Prime Minister Trudeau’s rejection of a deal with China over the detention of two Canadians has lent a significant twist to the extradition battle over Huawei executive Meng Wanzhou. A few days earlier 19 former diplomats and politicians argued in a letter to Trudeau that “[r]emoving the pressures of the extradition proceeding and the related imprisonment of the two Michaels [former diplomat Michael Kovrig and entrepreneur Michael Spavor] will clear the way for Canada to freely decide and declare its position on all aspects of the Canada-China relationship.”
Trudeau flatly rejected this reasoning. Instead he warned that intervention by the federal justice minister – who has the power to dismiss the proceedings against Meng – would embolden China, or any other country, into thinking that “all they have to do to get leverage over the Canadian government is randomly arrest a couple of Canadians.” He added that “Going against the independence of our justice system would endanger the millions of Canadians who live and travel overseas every single year.”
It is not difficult to be sceptical about such high-sounding principles a year after an ethics commissioner found Trudeau’s own office guilty of interfering with the justice system during the SNC-Lavalin affair. One might also say that Canada’s failed attempt to win a seat on the UN Security Council would have had a better chance if its leader had shown similar defiance earlier – as he did, not so long ago, with Saudi Arabia. Nevertheless, at a moment when the US president seems incapable of diplomacy that does not serve his personal political interests, Trudeau’s rebuke to China’s strong-arm tactics is a welcome surprise.
In recent months Beijing has abandoned any pretence that it will tolerate dissent in Hong Kong. Recent actions towards Taiwan and India, and what appears to have been a cyberattack on Australia, suggest that its diplomatic posture is stiffening. The combative tone of its standoff with the US – a trade war, blame for Covid-19 and criticism of the concentration camps in Xinjiang – have led some commentators to describe the situation as tantamount to a new Cold War. If they are right, China seems far better prepared than its rivals.

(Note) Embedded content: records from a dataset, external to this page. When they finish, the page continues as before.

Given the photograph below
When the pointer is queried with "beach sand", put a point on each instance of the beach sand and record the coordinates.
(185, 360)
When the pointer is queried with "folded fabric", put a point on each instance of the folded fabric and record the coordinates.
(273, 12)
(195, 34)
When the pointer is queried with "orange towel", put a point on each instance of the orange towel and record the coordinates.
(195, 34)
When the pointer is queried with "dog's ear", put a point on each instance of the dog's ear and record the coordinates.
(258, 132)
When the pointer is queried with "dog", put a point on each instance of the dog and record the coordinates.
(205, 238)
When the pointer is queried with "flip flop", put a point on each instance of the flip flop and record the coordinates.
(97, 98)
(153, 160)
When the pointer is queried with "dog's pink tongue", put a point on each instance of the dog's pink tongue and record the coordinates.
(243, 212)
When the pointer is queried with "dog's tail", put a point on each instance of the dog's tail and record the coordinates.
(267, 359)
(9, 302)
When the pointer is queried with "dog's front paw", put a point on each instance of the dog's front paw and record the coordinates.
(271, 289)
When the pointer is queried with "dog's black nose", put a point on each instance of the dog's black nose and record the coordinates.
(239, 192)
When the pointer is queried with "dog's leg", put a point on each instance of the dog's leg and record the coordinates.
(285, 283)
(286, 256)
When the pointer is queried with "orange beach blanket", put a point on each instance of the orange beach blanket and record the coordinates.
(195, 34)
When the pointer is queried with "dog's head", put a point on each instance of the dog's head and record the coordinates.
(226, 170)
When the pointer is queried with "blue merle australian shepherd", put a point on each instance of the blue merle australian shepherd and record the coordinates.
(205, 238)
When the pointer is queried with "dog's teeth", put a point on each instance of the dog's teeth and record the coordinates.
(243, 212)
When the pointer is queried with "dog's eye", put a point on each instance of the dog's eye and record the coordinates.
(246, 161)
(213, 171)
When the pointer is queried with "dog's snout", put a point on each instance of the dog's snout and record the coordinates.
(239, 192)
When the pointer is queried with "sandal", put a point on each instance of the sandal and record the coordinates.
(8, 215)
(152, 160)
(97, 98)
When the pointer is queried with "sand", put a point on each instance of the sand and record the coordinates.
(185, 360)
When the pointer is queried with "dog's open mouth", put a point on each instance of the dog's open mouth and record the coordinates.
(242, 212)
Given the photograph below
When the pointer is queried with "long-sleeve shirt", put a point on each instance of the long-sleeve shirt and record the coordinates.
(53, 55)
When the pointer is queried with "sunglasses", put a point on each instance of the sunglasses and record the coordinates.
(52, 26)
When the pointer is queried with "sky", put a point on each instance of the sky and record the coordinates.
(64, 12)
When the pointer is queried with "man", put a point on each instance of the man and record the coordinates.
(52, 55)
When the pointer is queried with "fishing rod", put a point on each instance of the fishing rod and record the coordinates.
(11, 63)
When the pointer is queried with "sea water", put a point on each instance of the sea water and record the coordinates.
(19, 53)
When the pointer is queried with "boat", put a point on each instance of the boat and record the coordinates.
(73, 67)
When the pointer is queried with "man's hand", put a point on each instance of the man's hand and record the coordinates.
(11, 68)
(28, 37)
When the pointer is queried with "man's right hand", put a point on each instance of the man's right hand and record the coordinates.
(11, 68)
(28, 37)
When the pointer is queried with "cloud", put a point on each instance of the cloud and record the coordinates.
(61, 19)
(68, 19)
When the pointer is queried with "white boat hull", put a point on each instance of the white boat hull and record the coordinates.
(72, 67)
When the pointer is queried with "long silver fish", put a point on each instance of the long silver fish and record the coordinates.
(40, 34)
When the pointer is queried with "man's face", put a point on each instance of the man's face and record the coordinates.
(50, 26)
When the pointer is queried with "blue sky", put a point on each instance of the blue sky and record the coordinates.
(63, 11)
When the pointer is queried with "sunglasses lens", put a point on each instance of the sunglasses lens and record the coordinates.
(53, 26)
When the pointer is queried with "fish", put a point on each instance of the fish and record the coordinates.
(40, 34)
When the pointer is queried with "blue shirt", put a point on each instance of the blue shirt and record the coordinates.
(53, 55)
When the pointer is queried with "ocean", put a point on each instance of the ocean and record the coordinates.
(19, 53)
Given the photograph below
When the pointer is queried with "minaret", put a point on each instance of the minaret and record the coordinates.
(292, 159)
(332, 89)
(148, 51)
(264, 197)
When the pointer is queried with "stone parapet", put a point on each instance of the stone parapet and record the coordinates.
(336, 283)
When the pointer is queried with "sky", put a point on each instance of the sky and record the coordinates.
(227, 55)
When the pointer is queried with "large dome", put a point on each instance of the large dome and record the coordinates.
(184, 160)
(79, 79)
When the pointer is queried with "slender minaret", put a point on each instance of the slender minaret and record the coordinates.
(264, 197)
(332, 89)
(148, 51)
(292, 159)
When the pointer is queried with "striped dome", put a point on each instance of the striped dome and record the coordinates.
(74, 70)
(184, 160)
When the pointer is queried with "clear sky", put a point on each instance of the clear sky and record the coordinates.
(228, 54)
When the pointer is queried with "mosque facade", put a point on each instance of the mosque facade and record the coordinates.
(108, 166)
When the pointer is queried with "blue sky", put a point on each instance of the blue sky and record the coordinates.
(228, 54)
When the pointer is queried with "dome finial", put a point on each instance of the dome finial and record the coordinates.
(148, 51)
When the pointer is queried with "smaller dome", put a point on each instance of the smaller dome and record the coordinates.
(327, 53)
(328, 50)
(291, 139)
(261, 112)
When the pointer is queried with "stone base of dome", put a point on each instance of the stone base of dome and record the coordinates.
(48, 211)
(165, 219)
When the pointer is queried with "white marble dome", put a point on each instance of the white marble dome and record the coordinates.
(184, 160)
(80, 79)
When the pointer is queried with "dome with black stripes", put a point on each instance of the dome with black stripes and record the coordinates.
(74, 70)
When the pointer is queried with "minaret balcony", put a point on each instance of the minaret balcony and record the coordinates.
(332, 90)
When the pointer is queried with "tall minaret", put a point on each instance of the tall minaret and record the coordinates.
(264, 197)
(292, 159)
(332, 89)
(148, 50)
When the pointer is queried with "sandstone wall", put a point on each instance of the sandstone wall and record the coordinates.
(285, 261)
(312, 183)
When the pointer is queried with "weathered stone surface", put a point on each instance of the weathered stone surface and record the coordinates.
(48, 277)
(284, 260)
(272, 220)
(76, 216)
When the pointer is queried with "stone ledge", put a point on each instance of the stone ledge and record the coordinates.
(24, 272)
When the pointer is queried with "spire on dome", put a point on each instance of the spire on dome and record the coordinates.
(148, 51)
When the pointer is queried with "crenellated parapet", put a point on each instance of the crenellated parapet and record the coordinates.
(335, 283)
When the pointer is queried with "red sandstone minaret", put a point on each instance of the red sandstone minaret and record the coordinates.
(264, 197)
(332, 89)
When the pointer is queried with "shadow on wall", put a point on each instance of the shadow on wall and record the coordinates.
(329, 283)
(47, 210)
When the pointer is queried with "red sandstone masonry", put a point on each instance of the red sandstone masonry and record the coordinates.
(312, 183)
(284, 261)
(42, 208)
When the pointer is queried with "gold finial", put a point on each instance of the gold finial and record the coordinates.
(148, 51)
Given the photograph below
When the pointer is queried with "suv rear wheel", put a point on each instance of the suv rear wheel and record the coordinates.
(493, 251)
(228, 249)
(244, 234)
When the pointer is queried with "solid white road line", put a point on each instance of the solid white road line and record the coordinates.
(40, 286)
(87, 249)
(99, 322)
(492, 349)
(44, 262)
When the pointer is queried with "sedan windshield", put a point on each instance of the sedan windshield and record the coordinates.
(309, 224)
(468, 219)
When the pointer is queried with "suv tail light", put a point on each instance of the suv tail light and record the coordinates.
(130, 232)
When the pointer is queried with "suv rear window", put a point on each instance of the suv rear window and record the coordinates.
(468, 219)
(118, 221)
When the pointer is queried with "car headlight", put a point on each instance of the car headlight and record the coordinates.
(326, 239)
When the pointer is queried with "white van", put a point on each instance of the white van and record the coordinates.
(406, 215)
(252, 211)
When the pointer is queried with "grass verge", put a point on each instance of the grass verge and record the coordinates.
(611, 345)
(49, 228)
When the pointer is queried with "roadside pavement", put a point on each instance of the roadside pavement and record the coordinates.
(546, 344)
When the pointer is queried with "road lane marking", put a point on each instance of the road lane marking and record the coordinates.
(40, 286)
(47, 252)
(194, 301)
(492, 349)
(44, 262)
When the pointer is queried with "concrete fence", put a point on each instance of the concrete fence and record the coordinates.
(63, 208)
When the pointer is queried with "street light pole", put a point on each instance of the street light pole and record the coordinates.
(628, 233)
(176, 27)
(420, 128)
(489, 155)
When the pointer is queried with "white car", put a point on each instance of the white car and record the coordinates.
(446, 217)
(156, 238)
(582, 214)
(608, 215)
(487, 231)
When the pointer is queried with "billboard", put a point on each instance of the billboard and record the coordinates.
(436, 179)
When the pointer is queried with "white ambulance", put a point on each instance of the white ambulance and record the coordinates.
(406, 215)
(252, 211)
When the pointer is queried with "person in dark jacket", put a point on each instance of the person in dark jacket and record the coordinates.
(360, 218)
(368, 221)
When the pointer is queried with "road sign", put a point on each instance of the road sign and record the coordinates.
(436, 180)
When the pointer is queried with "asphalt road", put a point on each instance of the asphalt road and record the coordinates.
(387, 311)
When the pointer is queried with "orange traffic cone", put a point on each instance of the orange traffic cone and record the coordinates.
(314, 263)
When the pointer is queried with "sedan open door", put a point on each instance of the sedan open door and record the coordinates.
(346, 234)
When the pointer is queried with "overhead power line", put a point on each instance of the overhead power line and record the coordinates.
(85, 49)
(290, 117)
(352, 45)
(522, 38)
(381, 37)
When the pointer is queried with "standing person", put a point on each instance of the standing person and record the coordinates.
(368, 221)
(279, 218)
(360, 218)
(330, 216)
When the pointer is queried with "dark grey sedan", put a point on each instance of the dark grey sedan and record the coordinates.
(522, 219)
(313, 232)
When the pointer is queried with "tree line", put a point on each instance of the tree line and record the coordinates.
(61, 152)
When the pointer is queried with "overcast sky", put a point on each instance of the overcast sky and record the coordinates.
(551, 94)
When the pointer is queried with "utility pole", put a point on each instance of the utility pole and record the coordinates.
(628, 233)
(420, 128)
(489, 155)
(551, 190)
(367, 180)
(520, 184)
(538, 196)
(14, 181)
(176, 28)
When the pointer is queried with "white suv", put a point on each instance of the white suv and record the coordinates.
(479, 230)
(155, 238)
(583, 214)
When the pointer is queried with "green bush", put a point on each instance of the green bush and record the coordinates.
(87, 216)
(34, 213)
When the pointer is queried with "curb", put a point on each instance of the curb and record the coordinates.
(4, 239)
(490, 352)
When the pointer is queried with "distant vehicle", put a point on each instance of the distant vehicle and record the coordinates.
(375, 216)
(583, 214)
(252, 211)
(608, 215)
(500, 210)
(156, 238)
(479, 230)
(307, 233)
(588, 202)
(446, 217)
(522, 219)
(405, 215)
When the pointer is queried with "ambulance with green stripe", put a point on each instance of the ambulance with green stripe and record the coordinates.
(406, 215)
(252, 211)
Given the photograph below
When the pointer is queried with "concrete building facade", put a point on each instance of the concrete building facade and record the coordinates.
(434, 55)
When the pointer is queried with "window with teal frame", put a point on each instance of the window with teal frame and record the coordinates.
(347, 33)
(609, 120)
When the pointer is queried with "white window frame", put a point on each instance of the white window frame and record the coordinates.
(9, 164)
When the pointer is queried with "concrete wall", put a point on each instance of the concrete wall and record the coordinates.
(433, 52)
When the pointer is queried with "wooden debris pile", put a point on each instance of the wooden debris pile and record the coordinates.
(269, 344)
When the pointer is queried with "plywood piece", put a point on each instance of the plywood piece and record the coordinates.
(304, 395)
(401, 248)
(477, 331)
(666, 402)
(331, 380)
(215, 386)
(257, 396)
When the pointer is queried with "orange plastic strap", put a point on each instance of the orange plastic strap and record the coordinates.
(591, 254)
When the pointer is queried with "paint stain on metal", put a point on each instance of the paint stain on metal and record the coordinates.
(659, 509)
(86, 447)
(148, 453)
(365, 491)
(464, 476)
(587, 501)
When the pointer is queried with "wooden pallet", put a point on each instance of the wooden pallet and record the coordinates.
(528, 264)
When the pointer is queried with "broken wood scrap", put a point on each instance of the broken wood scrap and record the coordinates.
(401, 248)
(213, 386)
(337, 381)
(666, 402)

In the new century China has cultivated vast reserves of soft power. African countries owe it nearly US$150bn, nearly one-fifth of their external debt and most of Latin America and the Caribbean has trade relationships with Beijing which cannot be jeopardised lightly, particularly in a post-Covid economy. As the Guardian’s analyst Patrick Wintour wryly observes: “Once America’s backyard, Latin America is rapidly becoming China’s front yard. With the closer economic links come political quiescence.”
In this context, Trudeau’s stance looks more like a strategic insult. Last year while criticising countries which were too closely aligned with the One Belt, One Road initiative the European Commission described China as “an economic competitor in pursuit of technological leadership and a systemic rival promoting alternative models of governance.” In recent months that model seems increasingly authoritarian and ever more willing to bully its rivals into submission.
Economic liberalisation has clearly failed to democratise China despite all the neoliberal promises that free markets would produce free societies. If anything, China has shown that it is quite possible to exert exceptional leverage on international trade, debt and other economic forces while retaining an unyielding grip on its citizens.
Sadly, the current chess game will leave the two detained Canadians — held in conditions which the diplomats’ letter called ‘tantamount to torture’ — stranded for at least a few more months. On the other hand, Trudeau’s resistance to China is a powerful reminder that not all “models of governance” are equal and that liberal democracies with independent judiciaries, freedom of speech and other anti-authoritarian encumbrances, are worth defending.